Die Angebote der Deutschen Mineralogischen Gesellschaft (DMG)

Somit komme ich zum Schluss dazu, nicht nur über das Wünschenswerte, sondern auch über das Machbare zu sprechen, also über konkrete Schritte von unserer Seite, die bereits eingeleitet wurden oder demnächst eingeleitet werden. Es formierte sich inzwischen eine Projektgruppe mit dem Arbeitstitel "Mineralogie/Geowissenschaften in die Schulen" innerhalb der DMG, die sich mit dem oben nur kurz Gesagten im Detail auseinandersetzt: Die DMG wird bei den Kultusministerien der Länder ihre Gestaltungsvorschläge für einen modernen naturwissenschaftlichen Unterricht einbringen und insbesondere auf die Unterrepräsentanz der Geowissenschaften hinweisen. Sie wird anbieten, als beratende Organisation bei der Ausarbeitung von künftigen naturwissenschaftlichen Lehrplänen und Studiengängen gehört zu werden. Diese langfristigen Aktionen tragen natürlich nicht zur Linderung des derzeit drängendsten Problems bei, nämlich der Studentenknappheit in den Geowissenschaften und speziell der Mineralogie. Daher bieten wir den Kultusbehörden und den Landesbehörden für Lehrerfortbildung an, Fortbildungsveranstaltungen zu mineralogischen Themen abzuhalten. Dankenswerterweise haben sich viele Kollegen bereit erklärt, an deren Vorbereitung mitzuwirken. Wir werden zu folgenden Themen jeweils eine eintägige Veranstaltung anbieten, d.h. kommentierte Folien und einen Einführungstext ausarbeiten und im Internet auf der Homepage der DMG (http://www.dmg.uni-koeln.de)verfügbar halten, sodass jeder interessierte Lehrer und jeder Mineraloge sich diese Unterlagen herunterladen, auf Folien ziehen und damit eine Fortbildungsveranstaltung durchführen oder sich selbst fortbilden kann. Die Themen, die die Projektgruppe für geeignet hält, das gesamte Spektrum der Mineralogie abzudecken, sind:

Umweltmineralogie Ton im täglichen Leben

Altersbestimmung Baustoffe und Verwitterung

Zeolithe Mineralogie und Ökonomie

naturwiss. Geländearbeit Die junge Erde

Vulkanologie Planetologie

Diamant und Erdmantel Material und Eigenschaften

Edelsteine Biokristalle

Plattentektonik und Magmatismus Keramik und Feuerfeste Materialien

Adressaten des DMG-Angebots: Lehrer, MNU, ...
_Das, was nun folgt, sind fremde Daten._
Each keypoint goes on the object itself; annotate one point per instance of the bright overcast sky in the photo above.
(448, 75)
Eine Gruppe von Lehrern, der Förderverein MNU, eine Akademie oder eine Landesanstalt für Lehrerfortbildung kann eine geowissenschaftliche Fortbildung veranstalten und besonders interessante Themen aus obiger Liste dafür zusammenstellen. Einmal im Netz verfügbar, sind diese Materialien natürlich auch für vielfältige andere Aufgaben nützlich einsetzbar. Diese sehr praxisnah (im Sinne von: für die Lehrer unkompliziert in den Unterricht integrierbar) konzipierten Veranstaltungen sind hoffentlich in der Lage, Interesse für die Geowissenschaften bei den Multiplikatoren zu wecken, die dann in die Lage versetzt werden, dieses Interesse auch weiterzugeben. Nur so können wir mittelfristig hoffen, Schüler für eines unserer Fächer zu begeistern. In diesem Zusammenhang werden in Zusammenarbeit mit dem Förderverein MNU auch Listen mit Ansprechpartnern an mineralogischen Instituten zusammengestellt, sodass interessierte Lehrer vor Ort Informationen erhalten oder z.B. eine Institutsführung, Mitarbeit in einer Projektwoche o.ä. bekommen können. In Tübingen läuft z.B. gerade die Vorbereitung eines NatWork-Projektes mit Unterstützung der Robert-Bosch-Stiftung an, das in einem Netzwerk Schüler, Lehrer und Hochschullehrer in einem geowissenschftlichen Projekt zusammenbringen soll. In Göttingen ist das XLAB, ein "Experimentallabor für junge Leute" unter Beteiligung der dortigen Geowissenschaften anggelaufen, das ein ähnliches Ziel verfolgt. In der Zukunft sollte dann auch darüber nachgedacht werden, unsere DMG-Aktivitäten mit den anderen Fachgesellschaften der Geologen und Kristallographen zu koordinieren und eventuell unter das Dach der Alfred-Wegener-Stiftung als der geowissenschaftlichen Dach-Organisation zu stellen, um größeren Einfluß in der Öffentlichkeit zu erhalten. Dafür begabte und daran interessierte Mineralogen sollten sich auch vermehrt in den Medien äußern, insbesondere zu aktuellen Themen, um unsere Fächer vermehrt ins Bewusstsein der Bevölkerung zu bringen.